La historia de Mexicana de Aviación refleja los altibajos de las empresas públicas en el país. Privatizada durante el periodo neoliberal, la aerolínea enfrentó una gestión que derivó en su quiebra durante el gobierno de Felipe Calderón, dejando a los trabajadores sin compensaciones tras un proceso de concurso mercantil.
En respuesta, el gobierno de Andrés Manuel López Obrador decidió rescatarla, devolviéndole su carácter estatal en un esfuerzo por revertir los efectos de las privatizaciones pasadas.Pese a las críticas de sectores opositores, que cuestionan la viabilidad de empresas estatales por considerarlas ineficientes, el proyecto de Mexicana de Aviación avanza con un enfoque claro: democratizar el acceso al transporte aéreo.

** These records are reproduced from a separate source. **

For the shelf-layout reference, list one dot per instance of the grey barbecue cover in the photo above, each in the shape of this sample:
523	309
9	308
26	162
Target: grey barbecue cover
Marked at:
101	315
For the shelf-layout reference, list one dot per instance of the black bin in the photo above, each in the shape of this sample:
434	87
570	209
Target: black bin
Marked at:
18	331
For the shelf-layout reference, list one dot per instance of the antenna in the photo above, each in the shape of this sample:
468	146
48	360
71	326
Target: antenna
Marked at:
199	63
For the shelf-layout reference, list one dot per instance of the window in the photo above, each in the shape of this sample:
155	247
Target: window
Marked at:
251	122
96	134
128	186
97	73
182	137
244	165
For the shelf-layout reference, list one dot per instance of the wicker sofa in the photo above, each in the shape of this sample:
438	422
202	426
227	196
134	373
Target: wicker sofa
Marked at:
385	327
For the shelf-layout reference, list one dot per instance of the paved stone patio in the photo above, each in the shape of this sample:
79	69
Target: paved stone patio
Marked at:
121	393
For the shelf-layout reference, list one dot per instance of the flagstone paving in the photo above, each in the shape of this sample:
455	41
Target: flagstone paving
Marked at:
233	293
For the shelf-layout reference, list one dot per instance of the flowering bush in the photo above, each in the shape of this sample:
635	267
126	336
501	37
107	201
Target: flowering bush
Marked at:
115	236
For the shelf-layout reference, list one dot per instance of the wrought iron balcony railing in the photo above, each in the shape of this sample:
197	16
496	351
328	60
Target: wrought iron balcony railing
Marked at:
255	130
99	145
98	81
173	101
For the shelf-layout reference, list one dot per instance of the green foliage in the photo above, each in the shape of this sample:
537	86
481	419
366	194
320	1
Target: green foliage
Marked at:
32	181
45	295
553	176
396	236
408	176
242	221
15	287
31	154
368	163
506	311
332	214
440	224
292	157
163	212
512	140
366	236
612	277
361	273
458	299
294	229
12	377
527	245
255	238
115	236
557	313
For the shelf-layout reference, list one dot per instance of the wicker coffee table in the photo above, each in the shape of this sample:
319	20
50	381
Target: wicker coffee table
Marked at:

La adquisición de nuevas aeronaves responde a esta meta, buscando equilibrar tarifas bajas con sostenibilidad financiera, en un contexto donde la oposición ha señalado que este tipo de iniciativas consume recursos públicos sin garantizar resultados.La estrategia del gobierno apunta a posicionar a Mexicana de Aviación como un referente de servicio público eficiente, en contraste con las políticas privatizadoras del pasado.
Este esfuerzo se suma a otros intentos por fortalecer el papel del Estado en sectores estratégicos, un tema que continúa generando debate en el panorama nacional.